# Space Wolves Expected Next Year



## wilsonjc82 (Aug 5, 2008)

On saturday, I decided to go an buy some more wolves, ( like I don't have enough!) but anyway, Speaking to the manager of my local shop, he gave me some terrible news, space wolf codex, is expected about summer next year  gutted!

John


----------



## Khorne's Fist (Jul 18, 2008)

I was in the Dublin GW today, and one of the managers in there (who is actually the manager of the Gothenburg GW in Sweden. Go figure.) said to expect the SW codex around Christmas. He's going to a managers meeting @ the UKHQ in a few weeks and hopes to learn more there. 

What would also make me think this might be accurate is that they had no SW boxes on the shelves. They were told to take them down to make room for the new Marines. Had to beg to be sold a box of Grey Hunters.


----------



## Apoctis (Feb 14, 2008)

Wow if the prices go down I might get some because my store has lots


----------



## Lord Reevan (May 1, 2008)

Khorne's Fist said:


> I was in the Dublin GW today, and one of the managers in there (who is actually the manager of the Gothenburg GW in Sweden. Go figure.)

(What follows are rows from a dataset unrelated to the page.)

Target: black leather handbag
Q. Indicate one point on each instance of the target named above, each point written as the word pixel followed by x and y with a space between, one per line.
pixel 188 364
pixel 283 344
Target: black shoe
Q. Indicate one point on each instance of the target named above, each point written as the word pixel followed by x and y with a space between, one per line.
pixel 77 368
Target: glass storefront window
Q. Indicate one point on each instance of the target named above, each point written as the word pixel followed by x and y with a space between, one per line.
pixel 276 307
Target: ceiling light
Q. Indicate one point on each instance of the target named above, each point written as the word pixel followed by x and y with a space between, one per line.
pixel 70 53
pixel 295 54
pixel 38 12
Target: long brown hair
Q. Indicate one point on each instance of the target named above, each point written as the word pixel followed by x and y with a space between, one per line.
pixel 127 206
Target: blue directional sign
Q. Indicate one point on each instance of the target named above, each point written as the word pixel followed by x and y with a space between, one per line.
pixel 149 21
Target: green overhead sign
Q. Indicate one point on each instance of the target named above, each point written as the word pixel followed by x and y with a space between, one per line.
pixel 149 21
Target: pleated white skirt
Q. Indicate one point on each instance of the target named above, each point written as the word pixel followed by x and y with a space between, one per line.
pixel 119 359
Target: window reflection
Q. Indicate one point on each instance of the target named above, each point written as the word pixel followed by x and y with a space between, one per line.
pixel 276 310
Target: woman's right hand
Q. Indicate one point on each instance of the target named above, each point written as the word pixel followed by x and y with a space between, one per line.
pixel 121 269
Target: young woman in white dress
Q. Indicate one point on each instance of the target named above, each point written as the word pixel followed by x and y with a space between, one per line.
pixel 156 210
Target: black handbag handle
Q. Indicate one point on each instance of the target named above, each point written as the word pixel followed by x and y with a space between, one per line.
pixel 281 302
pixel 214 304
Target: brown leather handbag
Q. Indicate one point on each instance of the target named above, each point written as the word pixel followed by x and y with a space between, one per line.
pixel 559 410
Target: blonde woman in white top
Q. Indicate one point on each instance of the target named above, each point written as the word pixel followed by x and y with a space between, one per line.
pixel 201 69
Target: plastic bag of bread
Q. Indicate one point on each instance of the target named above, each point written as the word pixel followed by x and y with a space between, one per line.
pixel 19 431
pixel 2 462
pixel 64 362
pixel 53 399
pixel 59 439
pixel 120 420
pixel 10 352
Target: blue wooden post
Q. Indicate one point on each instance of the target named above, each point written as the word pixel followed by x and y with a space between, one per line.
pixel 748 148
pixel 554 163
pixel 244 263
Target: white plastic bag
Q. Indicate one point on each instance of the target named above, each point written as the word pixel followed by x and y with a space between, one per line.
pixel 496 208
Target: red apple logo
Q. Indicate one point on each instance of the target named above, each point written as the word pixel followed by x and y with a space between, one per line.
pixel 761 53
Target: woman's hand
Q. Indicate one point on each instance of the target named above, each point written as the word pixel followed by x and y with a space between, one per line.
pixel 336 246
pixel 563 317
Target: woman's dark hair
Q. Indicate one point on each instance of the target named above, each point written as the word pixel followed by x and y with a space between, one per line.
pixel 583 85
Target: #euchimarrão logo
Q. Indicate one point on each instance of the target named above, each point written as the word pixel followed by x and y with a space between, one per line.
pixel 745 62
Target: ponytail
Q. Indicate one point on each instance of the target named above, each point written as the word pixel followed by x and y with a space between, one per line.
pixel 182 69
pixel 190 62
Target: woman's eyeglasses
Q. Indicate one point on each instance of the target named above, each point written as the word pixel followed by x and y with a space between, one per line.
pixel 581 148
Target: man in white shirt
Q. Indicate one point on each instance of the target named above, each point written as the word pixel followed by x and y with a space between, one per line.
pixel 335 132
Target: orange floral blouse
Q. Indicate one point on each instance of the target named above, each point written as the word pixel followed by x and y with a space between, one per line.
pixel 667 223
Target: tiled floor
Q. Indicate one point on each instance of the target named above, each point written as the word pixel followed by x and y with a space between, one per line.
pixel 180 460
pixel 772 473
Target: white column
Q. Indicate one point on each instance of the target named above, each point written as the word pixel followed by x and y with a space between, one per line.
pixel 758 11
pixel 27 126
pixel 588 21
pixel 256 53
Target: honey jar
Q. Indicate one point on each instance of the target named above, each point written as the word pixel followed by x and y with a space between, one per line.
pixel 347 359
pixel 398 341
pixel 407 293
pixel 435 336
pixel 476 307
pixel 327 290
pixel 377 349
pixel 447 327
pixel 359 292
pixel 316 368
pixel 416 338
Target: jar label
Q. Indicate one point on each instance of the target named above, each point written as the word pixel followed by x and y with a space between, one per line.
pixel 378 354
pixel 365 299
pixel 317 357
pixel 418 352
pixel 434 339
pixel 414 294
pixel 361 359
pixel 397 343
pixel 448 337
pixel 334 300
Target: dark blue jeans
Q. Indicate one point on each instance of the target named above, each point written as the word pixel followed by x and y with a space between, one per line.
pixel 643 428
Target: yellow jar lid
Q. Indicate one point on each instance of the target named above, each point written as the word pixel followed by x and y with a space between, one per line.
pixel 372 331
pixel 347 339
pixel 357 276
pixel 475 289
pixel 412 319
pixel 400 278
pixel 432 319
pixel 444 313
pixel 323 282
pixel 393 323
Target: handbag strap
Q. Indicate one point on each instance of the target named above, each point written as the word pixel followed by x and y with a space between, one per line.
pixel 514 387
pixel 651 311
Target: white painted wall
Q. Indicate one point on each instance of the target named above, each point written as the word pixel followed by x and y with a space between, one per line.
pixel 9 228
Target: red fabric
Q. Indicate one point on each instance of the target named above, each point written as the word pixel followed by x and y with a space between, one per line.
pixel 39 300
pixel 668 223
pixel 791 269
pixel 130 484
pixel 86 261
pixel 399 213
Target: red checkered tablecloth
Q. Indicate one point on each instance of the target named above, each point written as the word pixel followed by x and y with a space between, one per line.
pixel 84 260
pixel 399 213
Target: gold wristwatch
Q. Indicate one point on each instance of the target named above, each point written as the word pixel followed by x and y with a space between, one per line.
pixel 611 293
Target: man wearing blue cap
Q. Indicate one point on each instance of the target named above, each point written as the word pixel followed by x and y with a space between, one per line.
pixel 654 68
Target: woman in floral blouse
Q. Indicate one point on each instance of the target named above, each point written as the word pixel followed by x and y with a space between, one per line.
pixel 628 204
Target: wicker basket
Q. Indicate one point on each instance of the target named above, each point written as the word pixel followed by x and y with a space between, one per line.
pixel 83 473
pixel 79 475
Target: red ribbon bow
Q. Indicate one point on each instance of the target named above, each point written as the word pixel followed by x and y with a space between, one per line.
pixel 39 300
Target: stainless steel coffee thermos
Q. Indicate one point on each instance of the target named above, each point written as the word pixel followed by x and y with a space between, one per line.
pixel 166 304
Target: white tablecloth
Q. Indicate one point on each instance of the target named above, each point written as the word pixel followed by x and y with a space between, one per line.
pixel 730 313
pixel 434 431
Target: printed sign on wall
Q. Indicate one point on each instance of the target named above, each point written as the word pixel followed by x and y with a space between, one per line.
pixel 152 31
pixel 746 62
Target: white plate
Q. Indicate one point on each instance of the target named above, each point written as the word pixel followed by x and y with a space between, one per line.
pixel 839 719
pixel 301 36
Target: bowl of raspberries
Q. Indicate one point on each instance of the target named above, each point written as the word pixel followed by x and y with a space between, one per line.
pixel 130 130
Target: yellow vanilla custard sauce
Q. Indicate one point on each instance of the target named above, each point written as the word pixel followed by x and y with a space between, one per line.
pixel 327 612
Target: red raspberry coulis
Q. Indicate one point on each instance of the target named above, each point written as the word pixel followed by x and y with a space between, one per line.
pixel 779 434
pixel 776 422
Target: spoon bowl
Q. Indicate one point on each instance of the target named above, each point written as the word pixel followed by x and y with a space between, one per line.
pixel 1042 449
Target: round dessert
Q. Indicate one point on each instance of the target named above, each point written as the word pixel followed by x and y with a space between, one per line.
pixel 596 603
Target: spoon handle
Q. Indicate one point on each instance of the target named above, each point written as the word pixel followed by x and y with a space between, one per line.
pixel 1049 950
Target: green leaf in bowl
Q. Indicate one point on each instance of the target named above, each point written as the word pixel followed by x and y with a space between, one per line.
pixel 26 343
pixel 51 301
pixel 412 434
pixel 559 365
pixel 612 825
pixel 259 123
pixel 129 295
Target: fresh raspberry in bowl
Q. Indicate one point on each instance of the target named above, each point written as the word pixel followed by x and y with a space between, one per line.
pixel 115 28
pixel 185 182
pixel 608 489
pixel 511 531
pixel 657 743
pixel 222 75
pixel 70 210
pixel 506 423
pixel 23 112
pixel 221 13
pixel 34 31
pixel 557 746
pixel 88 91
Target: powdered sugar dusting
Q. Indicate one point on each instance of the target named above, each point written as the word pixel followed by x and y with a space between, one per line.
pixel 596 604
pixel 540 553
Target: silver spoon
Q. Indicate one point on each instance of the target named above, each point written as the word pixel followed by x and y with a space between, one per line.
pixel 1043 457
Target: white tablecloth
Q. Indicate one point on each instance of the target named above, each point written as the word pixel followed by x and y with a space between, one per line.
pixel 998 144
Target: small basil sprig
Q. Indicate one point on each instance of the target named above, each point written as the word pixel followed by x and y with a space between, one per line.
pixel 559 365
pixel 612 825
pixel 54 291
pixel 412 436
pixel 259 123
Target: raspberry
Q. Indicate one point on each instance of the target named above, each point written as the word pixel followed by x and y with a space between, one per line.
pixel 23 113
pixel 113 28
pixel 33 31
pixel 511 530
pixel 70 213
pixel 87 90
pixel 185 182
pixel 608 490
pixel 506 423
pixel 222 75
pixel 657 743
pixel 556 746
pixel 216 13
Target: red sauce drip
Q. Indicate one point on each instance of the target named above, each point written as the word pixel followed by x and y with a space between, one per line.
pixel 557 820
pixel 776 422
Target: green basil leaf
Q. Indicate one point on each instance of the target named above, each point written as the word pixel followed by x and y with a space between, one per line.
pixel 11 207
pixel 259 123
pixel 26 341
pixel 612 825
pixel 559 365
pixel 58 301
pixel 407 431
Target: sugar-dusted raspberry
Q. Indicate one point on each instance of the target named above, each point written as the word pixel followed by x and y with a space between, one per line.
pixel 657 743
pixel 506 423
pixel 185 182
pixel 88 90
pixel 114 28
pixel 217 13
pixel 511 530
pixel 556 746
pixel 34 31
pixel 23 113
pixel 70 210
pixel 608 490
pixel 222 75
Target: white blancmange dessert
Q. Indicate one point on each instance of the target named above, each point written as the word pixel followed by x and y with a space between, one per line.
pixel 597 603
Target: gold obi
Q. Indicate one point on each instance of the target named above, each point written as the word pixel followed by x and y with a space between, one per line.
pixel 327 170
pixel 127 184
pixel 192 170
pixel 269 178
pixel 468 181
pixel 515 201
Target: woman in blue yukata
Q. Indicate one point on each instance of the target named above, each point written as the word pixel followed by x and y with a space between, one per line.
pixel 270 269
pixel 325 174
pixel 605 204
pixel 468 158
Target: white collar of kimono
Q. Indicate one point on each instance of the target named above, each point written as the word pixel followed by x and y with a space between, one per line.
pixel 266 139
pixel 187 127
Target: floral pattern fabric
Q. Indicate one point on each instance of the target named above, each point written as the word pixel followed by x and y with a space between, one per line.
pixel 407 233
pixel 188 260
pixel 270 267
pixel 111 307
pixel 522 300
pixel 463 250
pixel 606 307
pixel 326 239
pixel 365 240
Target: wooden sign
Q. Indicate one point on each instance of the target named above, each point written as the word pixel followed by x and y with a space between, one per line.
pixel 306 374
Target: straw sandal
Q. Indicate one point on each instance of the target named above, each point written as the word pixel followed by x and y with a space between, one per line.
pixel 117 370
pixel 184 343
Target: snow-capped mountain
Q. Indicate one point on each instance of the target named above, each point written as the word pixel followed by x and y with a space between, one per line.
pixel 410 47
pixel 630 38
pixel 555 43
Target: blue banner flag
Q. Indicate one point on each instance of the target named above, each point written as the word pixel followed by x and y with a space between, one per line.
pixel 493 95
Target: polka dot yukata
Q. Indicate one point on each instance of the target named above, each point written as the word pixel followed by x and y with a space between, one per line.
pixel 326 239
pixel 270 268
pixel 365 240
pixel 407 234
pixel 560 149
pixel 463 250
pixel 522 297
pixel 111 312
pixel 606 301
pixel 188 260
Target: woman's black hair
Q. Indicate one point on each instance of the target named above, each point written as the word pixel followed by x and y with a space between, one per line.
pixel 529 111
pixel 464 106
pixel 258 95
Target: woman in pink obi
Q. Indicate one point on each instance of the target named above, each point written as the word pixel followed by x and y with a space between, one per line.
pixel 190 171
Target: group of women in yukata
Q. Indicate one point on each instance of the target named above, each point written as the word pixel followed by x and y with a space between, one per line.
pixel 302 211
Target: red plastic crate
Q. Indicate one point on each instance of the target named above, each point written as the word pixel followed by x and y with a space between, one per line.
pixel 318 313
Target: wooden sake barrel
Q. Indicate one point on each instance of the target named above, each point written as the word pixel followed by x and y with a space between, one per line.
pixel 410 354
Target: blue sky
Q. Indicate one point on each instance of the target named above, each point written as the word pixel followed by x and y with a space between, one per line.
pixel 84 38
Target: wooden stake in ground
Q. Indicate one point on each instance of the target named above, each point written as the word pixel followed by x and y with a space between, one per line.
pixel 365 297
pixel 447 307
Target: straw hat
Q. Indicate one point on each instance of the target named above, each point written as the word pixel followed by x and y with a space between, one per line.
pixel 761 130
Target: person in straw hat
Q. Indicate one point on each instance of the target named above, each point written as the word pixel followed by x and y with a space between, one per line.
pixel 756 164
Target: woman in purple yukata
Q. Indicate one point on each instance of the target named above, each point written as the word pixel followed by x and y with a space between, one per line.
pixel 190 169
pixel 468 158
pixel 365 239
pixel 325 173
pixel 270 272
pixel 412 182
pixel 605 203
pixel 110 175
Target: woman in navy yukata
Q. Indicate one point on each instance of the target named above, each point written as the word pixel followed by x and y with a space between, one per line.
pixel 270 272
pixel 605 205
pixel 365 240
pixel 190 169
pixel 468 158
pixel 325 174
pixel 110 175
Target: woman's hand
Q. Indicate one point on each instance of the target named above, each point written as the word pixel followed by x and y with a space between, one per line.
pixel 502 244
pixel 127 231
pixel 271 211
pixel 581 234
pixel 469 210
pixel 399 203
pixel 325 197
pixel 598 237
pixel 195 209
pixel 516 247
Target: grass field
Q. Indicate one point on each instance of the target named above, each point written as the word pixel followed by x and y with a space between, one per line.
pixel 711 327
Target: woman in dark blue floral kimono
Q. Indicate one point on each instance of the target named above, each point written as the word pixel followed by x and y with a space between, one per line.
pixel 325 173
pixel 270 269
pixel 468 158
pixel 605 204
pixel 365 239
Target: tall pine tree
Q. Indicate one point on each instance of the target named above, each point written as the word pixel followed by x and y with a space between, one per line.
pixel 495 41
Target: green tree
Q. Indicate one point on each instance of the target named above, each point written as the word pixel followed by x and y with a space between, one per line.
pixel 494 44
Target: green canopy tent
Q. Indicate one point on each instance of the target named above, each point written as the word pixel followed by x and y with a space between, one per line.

Liffey street or Blanchardstown GW?? I was talking to some guys in the Liffey street GW on my few trips up to get models that aren't a complete rip off ( everywhere else charges loads more) And I heard Christmas too.... That was about a month ago so could have changed by now....


----------



## Duci (Sep 26, 2008)

i got my new space wolves army bout a month ago and the guy in GW said i should wait till christmas to get them as a new codex is coming out

couldnt wait there to good


----------



## El Mariachi (Jun 22, 2008)

It was originally slated for Christmas a while ago but a colleage at work apparantly talked to one of the design team at the Games Day Seminar (I believe it was Phil Kelly) who informed him that the wolves were on the way, but to expect them in the 'next 12 months'. A summer 09 release is probably quite plausible...


----------



## Khorne's Fist (Jul 18, 2008)

Lord Reevan said:


> Liffey street or Blanchardstown GW?? I was talking to some guys in the Liffey street GW on my few trips up to get models that aren't a complete rip off ( everywhere else charges loads more) And I heard Christmas too.... That was about a month ago so could have changed by now....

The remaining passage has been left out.